For a 3D model, the value comes from its georeferenced data. A georeferenced digital map is linked with a known coordinate system so users can determine where every point on the map is physically located. Without the coordinates, there’s no way to reference a particular point when visualizing against other information.
When an entire project team references the same pool of georeferenced points on their digital worksite map or model, everyone’s working off the same location data. They’re better aligned and able to make sound decisions for the project.
Point clouds are what make the georeferenced layer possible. Here, we’ll discuss what a point cloud actually is and then how drone data is integrated with a point cloud to build a 3D worksite model.
What’s a point cloud?
A point cloud is a set of data points (they can range anywhere from a thousand to a million actual points) within a 3D coordinate system. Each point represents a specific position in space. The higher the density of points, the higher the accuracy of the representation. Typically, with survey-grade point clouds, the distance between any two points is 2–3mm, and they’re generated by using technologies like lidar or photogrammetry.
Of the two primary methods for creating point clouds, lidar scanning and photogrammetry, photogrammetry is more cost effective. Hardware and software are considerably lower priced than the lidar equivalent. Also, photogrammetry creates a point cloud with enough accuracy for 99% of sitework and mining applications, and requires minimal training to become proficient in capturing drone data.
Point clouds and the worksite
From a point cloud, you can make observations and measurements about a worksite’s depth, elevation, and location. Point clouds can be used to convey an as-built design or the existing site conditions. They represent the base data source to overlay aerial imagery produced by a drone survey. With a set of data points matched to a coordinate reference system, you can document site conditions at key moments in the project timeline to track how much material you’ve moved and how much more you have to go.
Project teams may use just the raw point cloud data when they want to view the unfiltered terrain data or to share the entire 3D site condition with an external stakeholder. It’s also easier to work with point cloud data rather than 3D surfaces in CAD/GIS programs due to a more reasonable file size. Full resolution 3D surfaces are quite large.

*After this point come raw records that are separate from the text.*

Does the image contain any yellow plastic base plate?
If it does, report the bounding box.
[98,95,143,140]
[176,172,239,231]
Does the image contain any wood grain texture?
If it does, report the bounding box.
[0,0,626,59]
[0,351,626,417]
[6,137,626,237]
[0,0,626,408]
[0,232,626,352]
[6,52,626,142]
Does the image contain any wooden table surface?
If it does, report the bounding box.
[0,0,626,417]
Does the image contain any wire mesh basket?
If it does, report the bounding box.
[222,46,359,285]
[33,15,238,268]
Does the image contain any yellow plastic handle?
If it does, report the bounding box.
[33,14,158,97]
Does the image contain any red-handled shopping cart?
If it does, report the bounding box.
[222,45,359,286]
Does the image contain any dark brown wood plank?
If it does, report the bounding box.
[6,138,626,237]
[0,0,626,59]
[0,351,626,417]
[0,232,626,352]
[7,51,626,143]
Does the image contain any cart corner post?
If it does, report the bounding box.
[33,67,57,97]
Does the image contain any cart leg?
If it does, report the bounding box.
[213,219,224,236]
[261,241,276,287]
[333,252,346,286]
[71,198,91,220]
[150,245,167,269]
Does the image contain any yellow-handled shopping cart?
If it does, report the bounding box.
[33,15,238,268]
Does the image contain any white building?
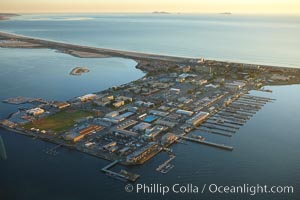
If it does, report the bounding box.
[78,94,97,101]
[26,108,45,116]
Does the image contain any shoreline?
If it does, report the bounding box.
[0,31,300,72]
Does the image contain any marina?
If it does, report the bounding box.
[156,155,176,174]
[101,160,140,182]
[180,136,233,151]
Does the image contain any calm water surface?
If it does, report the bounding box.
[0,15,300,200]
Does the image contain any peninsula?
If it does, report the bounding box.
[0,30,300,181]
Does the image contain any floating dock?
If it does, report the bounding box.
[156,155,176,174]
[101,160,140,182]
[180,136,233,151]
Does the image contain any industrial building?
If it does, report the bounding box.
[65,125,103,142]
[26,108,45,116]
[78,94,97,102]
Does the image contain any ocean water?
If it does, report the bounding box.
[0,14,300,67]
[0,15,300,200]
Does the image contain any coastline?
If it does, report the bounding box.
[0,31,300,72]
[0,28,300,170]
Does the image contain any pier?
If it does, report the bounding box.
[180,136,233,151]
[101,160,140,182]
[45,144,62,156]
[156,155,176,174]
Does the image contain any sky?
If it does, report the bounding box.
[0,0,300,14]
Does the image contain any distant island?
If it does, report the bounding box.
[0,13,19,20]
[220,12,232,15]
[152,11,171,15]
[70,67,90,76]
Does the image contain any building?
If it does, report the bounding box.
[78,94,97,102]
[132,122,151,131]
[65,125,103,142]
[26,108,45,116]
[117,96,133,102]
[53,102,71,109]
[113,100,125,108]
[176,109,194,116]
[145,125,168,139]
[126,142,159,163]
[144,115,158,123]
[225,81,246,90]
[105,111,120,118]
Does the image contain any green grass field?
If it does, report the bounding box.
[24,110,94,132]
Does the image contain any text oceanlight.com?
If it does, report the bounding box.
[125,183,294,195]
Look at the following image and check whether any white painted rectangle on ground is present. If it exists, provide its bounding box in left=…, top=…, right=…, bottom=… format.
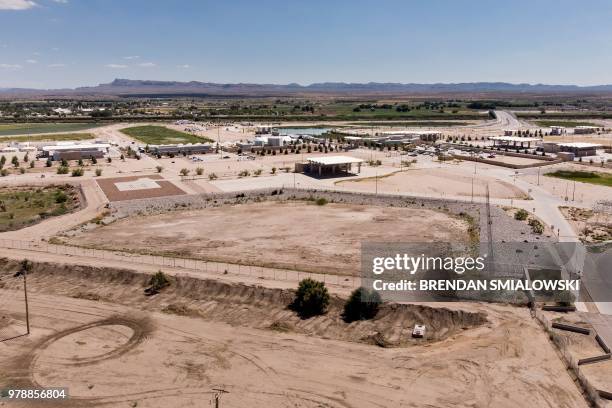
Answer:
left=115, top=178, right=161, bottom=191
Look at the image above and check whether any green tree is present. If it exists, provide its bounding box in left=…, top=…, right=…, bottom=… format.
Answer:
left=514, top=208, right=529, bottom=221
left=291, top=278, right=330, bottom=319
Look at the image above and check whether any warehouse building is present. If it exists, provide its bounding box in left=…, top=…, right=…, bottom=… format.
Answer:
left=550, top=126, right=567, bottom=136
left=41, top=143, right=111, bottom=160
left=559, top=142, right=601, bottom=157
left=490, top=136, right=540, bottom=149
left=295, top=156, right=363, bottom=177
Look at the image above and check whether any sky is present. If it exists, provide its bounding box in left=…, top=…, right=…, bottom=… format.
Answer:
left=0, top=0, right=612, bottom=88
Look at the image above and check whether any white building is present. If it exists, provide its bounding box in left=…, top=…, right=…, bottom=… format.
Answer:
left=574, top=126, right=598, bottom=135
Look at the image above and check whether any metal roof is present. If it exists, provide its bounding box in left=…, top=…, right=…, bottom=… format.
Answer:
left=308, top=156, right=363, bottom=166
left=491, top=136, right=541, bottom=142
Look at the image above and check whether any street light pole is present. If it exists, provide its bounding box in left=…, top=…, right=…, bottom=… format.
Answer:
left=23, top=269, right=30, bottom=334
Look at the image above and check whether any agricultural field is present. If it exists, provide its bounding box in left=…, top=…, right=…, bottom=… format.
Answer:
left=121, top=126, right=212, bottom=145
left=0, top=133, right=94, bottom=143
left=545, top=170, right=612, bottom=187
left=0, top=123, right=104, bottom=140
left=0, top=185, right=80, bottom=232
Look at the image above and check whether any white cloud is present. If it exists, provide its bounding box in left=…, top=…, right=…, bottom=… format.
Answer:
left=0, top=0, right=37, bottom=10
left=0, top=64, right=21, bottom=69
left=105, top=64, right=127, bottom=69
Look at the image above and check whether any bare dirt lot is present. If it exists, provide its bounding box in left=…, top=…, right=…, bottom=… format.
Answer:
left=336, top=169, right=526, bottom=198
left=66, top=201, right=468, bottom=275
left=0, top=260, right=586, bottom=408
left=97, top=174, right=185, bottom=201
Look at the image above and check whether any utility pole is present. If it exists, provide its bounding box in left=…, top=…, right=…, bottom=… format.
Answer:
left=213, top=388, right=229, bottom=408
left=472, top=177, right=474, bottom=202
left=21, top=259, right=32, bottom=334
left=375, top=171, right=378, bottom=195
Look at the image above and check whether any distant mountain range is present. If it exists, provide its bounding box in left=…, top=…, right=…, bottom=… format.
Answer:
left=0, top=79, right=612, bottom=96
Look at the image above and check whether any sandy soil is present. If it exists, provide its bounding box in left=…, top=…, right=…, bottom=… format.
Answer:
left=559, top=207, right=612, bottom=242
left=518, top=163, right=612, bottom=207
left=96, top=174, right=185, bottom=201
left=337, top=169, right=525, bottom=198
left=0, top=267, right=586, bottom=408
left=61, top=202, right=468, bottom=274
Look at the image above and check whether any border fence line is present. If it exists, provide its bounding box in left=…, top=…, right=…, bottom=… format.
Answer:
left=0, top=238, right=360, bottom=288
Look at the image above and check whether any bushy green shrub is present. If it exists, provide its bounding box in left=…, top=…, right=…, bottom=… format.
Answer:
left=291, top=278, right=329, bottom=319
left=529, top=218, right=544, bottom=234
left=145, top=271, right=170, bottom=296
left=71, top=167, right=84, bottom=177
left=514, top=208, right=529, bottom=221
left=342, top=288, right=381, bottom=323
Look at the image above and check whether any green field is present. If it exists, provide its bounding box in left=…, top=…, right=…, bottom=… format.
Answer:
left=0, top=185, right=79, bottom=232
left=0, top=123, right=103, bottom=136
left=535, top=120, right=603, bottom=127
left=121, top=126, right=212, bottom=145
left=0, top=133, right=94, bottom=143
left=545, top=170, right=612, bottom=187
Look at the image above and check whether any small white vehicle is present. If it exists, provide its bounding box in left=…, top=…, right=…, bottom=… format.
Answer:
left=412, top=324, right=425, bottom=339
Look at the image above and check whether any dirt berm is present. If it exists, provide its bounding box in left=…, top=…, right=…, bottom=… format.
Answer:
left=0, top=259, right=487, bottom=347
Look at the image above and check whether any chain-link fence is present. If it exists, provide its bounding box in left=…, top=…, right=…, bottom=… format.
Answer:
left=0, top=239, right=360, bottom=288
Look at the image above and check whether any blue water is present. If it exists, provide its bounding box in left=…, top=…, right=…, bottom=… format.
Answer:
left=277, top=128, right=331, bottom=136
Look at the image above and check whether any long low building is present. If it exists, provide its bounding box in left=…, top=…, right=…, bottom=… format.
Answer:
left=296, top=156, right=363, bottom=177
left=574, top=126, right=598, bottom=135
left=41, top=143, right=111, bottom=160
left=490, top=136, right=541, bottom=148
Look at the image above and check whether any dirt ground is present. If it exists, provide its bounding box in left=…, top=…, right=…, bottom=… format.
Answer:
left=65, top=201, right=468, bottom=275
left=0, top=261, right=586, bottom=408
left=337, top=169, right=526, bottom=198
left=559, top=207, right=612, bottom=242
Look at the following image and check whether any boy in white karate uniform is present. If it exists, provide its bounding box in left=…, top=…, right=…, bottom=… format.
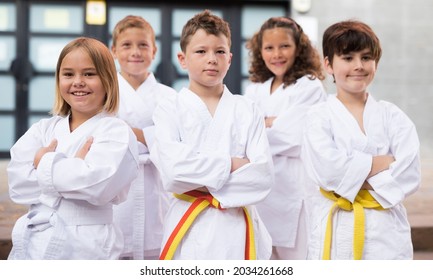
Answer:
left=7, top=38, right=138, bottom=260
left=151, top=10, right=274, bottom=260
left=302, top=20, right=421, bottom=260
left=111, top=15, right=176, bottom=259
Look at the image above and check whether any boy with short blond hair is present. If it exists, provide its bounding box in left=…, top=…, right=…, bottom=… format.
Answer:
left=111, top=15, right=176, bottom=259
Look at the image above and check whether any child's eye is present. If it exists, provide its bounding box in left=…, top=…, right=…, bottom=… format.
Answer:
left=84, top=72, right=98, bottom=77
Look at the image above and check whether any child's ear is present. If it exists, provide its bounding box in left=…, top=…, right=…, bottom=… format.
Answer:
left=177, top=52, right=186, bottom=69
left=111, top=45, right=117, bottom=59
left=323, top=57, right=334, bottom=75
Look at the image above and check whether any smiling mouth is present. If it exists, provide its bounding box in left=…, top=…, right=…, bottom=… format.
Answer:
left=71, top=91, right=90, bottom=96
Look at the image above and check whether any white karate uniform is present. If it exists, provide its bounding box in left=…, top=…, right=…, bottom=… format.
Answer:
left=7, top=113, right=138, bottom=260
left=245, top=76, right=326, bottom=259
left=151, top=87, right=274, bottom=260
left=302, top=95, right=421, bottom=260
left=114, top=73, right=176, bottom=259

How drone survey data and point clouds combine to form 3D models
While point clouds are the raw output, the final output—an interactive 3D model with real-world imagery—is a combination of an orthophoto (many images overlapped and stitched together) and a digital terrain model (DTM). From the images produced during a drone survey, distinct features are identified that can be seen in more than one image. Using the location of the camera sensor, the location of each distinct feature in an image can easily be measured.

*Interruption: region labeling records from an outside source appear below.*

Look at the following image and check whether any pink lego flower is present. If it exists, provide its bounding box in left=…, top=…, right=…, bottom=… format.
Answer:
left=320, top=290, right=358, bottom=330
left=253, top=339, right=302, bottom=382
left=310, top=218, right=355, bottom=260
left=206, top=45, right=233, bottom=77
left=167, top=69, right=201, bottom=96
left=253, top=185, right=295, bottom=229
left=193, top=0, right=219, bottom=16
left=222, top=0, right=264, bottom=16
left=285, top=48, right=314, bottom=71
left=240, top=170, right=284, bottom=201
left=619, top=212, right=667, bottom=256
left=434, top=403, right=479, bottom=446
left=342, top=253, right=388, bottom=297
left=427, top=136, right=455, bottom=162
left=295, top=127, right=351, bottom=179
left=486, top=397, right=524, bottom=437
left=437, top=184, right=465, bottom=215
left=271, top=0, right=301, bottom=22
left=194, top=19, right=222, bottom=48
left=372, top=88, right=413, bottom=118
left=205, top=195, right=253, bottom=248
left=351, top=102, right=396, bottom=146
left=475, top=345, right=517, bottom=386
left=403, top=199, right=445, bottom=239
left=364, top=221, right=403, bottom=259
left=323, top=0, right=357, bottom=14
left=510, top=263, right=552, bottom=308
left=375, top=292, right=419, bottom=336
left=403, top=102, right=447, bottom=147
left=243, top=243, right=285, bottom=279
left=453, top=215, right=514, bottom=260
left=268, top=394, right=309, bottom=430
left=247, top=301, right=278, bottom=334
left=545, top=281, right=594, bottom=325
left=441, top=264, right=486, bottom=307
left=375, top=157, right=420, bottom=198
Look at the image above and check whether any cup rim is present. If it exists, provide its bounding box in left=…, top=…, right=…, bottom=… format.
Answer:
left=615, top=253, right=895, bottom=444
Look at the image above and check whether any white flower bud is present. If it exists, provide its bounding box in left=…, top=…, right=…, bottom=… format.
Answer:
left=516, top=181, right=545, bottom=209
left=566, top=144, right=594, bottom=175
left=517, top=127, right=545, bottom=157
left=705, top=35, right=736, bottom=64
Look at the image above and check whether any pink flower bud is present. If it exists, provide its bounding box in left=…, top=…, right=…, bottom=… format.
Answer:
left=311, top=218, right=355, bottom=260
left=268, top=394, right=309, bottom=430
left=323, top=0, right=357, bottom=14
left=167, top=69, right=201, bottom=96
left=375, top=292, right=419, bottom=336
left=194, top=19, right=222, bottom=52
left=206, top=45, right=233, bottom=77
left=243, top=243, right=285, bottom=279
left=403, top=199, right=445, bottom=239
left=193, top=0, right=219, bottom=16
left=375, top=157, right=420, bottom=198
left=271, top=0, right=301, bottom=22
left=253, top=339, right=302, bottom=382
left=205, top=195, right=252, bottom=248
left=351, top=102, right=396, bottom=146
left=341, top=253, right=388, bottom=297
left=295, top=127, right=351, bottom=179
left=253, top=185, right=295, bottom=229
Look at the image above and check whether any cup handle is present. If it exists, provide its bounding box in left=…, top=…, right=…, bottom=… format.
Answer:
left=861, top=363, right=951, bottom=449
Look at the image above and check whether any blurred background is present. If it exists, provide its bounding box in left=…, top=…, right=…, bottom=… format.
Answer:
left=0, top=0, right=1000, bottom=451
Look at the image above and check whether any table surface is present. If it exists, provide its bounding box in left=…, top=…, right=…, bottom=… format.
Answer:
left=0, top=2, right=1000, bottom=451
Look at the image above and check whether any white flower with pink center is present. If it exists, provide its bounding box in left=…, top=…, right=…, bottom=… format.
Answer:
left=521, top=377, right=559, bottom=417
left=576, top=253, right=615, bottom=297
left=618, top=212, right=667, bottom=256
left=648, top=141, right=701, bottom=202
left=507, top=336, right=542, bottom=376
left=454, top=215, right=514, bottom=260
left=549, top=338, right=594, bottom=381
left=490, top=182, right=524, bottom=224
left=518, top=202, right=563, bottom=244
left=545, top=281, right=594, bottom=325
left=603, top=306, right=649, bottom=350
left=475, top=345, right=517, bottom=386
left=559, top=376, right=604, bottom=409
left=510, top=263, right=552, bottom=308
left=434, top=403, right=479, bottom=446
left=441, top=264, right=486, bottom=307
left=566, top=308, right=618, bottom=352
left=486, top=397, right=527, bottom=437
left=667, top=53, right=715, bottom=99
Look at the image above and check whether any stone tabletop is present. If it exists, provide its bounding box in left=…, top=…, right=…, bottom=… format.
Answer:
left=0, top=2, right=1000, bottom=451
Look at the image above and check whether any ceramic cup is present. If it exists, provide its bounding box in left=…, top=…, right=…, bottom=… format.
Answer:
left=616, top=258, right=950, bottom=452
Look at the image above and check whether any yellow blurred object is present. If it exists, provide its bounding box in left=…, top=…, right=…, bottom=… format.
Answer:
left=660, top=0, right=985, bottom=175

In order to establish a coordinate for a distinct point from drone imagery, the point has to be captured in two images with known positions. If each known point describes a particular feature, the more points, the closer your point cloud will get to reflecting your real-world topography.

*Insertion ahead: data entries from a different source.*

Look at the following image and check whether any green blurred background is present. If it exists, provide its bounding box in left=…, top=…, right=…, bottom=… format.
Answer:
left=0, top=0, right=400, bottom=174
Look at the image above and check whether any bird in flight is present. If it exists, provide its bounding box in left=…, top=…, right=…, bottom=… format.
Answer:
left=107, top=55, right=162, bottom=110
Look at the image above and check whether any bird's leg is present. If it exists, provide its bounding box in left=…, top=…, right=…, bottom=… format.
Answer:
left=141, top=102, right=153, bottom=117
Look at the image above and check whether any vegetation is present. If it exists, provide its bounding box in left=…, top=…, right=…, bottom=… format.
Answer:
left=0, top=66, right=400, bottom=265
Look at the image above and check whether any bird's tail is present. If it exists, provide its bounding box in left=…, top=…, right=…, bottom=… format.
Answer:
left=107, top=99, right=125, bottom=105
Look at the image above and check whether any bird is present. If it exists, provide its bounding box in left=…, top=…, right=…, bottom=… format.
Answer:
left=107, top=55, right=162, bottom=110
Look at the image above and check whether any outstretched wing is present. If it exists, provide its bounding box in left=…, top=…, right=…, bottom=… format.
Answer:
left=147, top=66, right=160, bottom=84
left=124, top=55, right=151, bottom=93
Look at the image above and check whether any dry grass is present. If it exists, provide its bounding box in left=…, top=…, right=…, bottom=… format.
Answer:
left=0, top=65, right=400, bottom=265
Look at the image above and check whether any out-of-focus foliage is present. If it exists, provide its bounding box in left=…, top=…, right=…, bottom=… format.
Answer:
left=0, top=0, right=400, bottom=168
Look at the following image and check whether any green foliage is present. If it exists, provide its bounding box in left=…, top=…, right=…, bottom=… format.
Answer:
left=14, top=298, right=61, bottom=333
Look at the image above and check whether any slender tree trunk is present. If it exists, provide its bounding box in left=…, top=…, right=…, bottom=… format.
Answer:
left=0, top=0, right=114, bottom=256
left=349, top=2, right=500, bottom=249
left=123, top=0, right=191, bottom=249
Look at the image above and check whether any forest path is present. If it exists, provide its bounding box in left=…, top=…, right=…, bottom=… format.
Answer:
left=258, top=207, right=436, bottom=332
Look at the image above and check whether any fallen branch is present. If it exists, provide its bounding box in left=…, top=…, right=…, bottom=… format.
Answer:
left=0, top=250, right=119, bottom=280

Processing point cloud data to generate the 3D model
In order to produce the 3D model the drone data must be processed with a solution like Propeller. It’s rather straightforward. Simply upload your drone survey and ground control data and through photogrammetry, Propeller processes the data into a digital 3D model of the worksite that everyone on the project team can easily visualize and make measurements. You can also store your surveys on the platform.
Propeller can also process and correct a lidar point cloud. The point cloud data is classified into ground and non-ground (vegetation, such as trees) groups. This comes in handy during project bidding. With this classified data, you’re able to review precise, existing ground conditions on vegetated sites to understand how much material is actually there. This results in more accurate pre-construction estimates and helps avoid change orders or rework.
Today, worksites around the world are using 3D, geospatially accurate models based on point clouds as a single source of truth. This up-to-date 3D model can be the point of reference for your entire team–that source of truth for material movement, volume calculations, and overall project progress.